Philippe Cavelius, 55
A love of geography and discovering new places is part of the desire behind Philippe’s decision to take part in the Dakar Rally. In fact, he’s so fond of exploration, this is his ninth Dakar. In the 2015 Dakar, he was nearly crushed by a truck that didn’t see him on the other side of a dune, but that hasn’t put him off competing since. When he’s not taking part in the Dakar, the married father of two grown-up children owns a company that makes dental prostheses.
Cesare Zacchetti, 52
Now competing in his fourth Dakar, Cesare isn’t in it for a fast time or a podium position. Instead, the Italian who runs an outdoor clothing company is in it for the adventure. This has shaped how he approaches the Dakar. He said: “I'm in my fourth Dakar and now I can finally take advantage of the experience I've had so far. Every little inconvenience can be like an avalanche, be it a breakdown or a physical illness: it starts as a small thing, but then when you have to carry it on day after day for 12 stages it can become a big problem. Maybe you take a blow to the leg that doesn't seem like anything, then it starts to hurt and it annoys you, this takes away your concentration and maybe it leads you into another mistake, bigger, and so on, like a domino. Last year I treasured this important teaching and drove conservatively, paying attention to even small hitches. I overtook many riders who ran into these mistakes and so I was able to improve my result a lot.”
Gabor Saghmeister, 50
Serbian Gabor became a grandfather recently but he’s not ready for his slippers and footstool in front of the television yet. This is his 14th Dakar and he shows no sign of slowing down. As an eight-time winner of the Serbian National Championship in motocross, he brings a lot of experience to the Dakar.

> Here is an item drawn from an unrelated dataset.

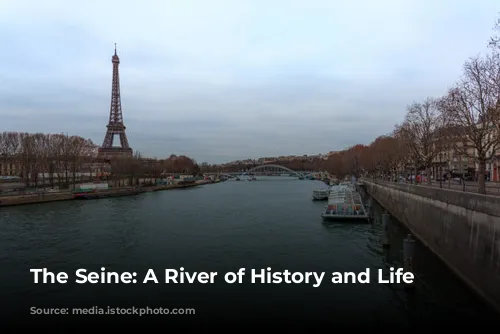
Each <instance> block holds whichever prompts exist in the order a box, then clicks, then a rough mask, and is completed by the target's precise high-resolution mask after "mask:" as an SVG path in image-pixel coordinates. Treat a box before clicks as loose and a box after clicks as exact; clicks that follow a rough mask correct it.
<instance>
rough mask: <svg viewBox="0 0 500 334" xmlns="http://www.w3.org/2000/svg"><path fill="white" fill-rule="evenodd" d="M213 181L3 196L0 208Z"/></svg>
mask: <svg viewBox="0 0 500 334" xmlns="http://www.w3.org/2000/svg"><path fill="white" fill-rule="evenodd" d="M210 183H212V182H211V181H205V180H198V181H196V182H194V183H184V184H182V183H174V184H169V185H162V186H149V187H148V186H146V187H120V188H111V189H105V190H104V189H103V190H97V191H95V192H92V193H89V194H88V196H81V194H78V195H77V194H75V193H74V192H72V191H71V190H68V191H58V192H53V193H41V194H33V195H17V196H2V197H0V207H4V206H14V205H26V204H37V203H47V202H59V201H70V200H78V199H100V198H109V197H121V196H133V195H138V194H141V193H146V192H153V191H162V190H171V189H181V188H192V187H198V186H201V185H204V184H210Z"/></svg>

His dream is to compete in a car in the Dakar, but he’s having too much fun going it alone in the Original By Motul. “The challenge for me is to ride in difficult conditions in the desert and to orient myself in this vast landscape. There were many dangerous situations, but I overcame them and made a few friends for life,” he said.
Fabrice Chirent, 50
Frenchman Fabrice has loved motorcycles since he was five years old. Turning 50 on the same day this year’s rally started, this is his third Dakar and he’s once again rising to the challenge of the Original By Motul, which is, according to him, “the hardest way to ride a Dakar”. Fabrice is no strange to adventure: he previously worked as a physio on the Tour de France and La Vuelta. “The Dakar looks a lot like a great cycling tour,” he said. “It's a stage race where you have to go beyond your limits on a daily basis. And the more we advance, the more it is necessary to stay in shape physically and mentally. In the acceptance of suffering and in difficulty, there are many similarities between what cyclists and pilots endure.”